I see I wasn’t clear enough. The tool I discussed generates multiple binaries and then packs all of them into a single binary. I was referring to the former.
https://github.com/ronnychevalier/cargo-multivers:
“After building the different versions, it computes a hash of each version and it filters out the duplicates (i.e., the compilations that gave the same binaries despite having different CPU features). Finally, it builds a runner that embeds one version compressed (the source) and the others as compressed binary patches to the source. For instance, when building for the target x86_64-pc-windows-msvc, by default 4 different versions will be built, filtered, compressed, and merged into a single portable binary.
When executed, the runner uncompresses and executes the version that matches the CPU features of the host.”

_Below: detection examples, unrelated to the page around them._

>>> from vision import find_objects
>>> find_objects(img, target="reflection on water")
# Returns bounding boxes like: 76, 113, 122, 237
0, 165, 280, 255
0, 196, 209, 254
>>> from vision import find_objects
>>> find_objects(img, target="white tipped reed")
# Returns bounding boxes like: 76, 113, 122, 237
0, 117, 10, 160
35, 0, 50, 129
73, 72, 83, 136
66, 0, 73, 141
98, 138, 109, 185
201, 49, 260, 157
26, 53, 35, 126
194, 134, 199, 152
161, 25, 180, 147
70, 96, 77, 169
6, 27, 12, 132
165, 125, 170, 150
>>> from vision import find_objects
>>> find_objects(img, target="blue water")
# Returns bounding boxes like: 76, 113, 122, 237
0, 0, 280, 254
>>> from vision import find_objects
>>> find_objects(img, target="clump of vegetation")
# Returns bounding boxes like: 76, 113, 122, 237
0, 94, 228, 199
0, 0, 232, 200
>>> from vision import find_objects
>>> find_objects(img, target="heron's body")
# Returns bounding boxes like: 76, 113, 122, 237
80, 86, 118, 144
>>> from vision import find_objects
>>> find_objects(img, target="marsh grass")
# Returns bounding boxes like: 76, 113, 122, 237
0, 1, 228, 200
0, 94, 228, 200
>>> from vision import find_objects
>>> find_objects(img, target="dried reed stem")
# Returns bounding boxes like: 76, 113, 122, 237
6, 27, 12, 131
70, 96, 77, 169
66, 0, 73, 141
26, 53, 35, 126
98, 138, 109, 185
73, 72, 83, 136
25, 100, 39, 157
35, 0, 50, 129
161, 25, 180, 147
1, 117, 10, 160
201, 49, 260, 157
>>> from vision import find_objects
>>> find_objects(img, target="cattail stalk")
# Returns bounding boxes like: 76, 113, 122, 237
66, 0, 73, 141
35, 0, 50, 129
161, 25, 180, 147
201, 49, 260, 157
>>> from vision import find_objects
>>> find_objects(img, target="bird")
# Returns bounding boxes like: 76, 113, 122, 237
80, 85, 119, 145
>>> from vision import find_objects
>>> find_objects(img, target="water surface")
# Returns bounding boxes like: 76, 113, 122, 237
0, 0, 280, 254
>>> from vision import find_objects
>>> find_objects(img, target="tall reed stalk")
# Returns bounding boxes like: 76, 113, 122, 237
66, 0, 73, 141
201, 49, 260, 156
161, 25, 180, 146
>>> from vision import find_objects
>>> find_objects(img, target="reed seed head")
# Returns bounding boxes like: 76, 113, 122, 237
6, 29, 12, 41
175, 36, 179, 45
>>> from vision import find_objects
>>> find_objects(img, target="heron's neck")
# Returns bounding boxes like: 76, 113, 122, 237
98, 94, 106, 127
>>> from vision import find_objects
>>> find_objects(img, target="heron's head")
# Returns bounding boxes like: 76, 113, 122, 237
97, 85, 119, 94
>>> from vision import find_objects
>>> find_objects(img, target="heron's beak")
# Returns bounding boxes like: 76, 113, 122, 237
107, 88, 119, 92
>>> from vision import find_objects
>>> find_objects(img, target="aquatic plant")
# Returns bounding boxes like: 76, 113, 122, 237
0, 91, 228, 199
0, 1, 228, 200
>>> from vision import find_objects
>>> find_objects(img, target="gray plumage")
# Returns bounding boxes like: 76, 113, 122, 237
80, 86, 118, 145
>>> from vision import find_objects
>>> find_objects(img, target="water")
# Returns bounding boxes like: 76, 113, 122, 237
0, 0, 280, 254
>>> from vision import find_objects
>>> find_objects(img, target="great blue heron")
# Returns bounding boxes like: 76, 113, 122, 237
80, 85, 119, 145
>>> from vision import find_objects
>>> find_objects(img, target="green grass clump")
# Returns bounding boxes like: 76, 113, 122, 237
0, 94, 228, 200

Hopefully (and likely) the patches will not be too large, but for 6 binary compiler flags, you’d still have 2⁶ binaries.
Yeah, but that's because of pragmatic choices to limit the scope of the tool. In the wider context of "I've long been surprised there isn't more multiversion stuff built right into every language compile" it's easy to imagine a compiler that can heuristically detect which functions would benefit from certain CPU features, and walk over the call graph to find locations for runtime feature detection that balance detection overhead with code duplication for the fallback functions. For example merging the feature detection of adjacent function calls, making sure feature detection is moved out of hot loops, etc.
Obviously this is much easier to imagine than to implement. And in some languages it might be made impossible by certain language features (function pointers might become tricky). But this is more or less what some people do by hand in Rust with the more manual is_x86_feature_detected macro, so there's no obvious reasons why compilers couldn't automate it in at least some languages.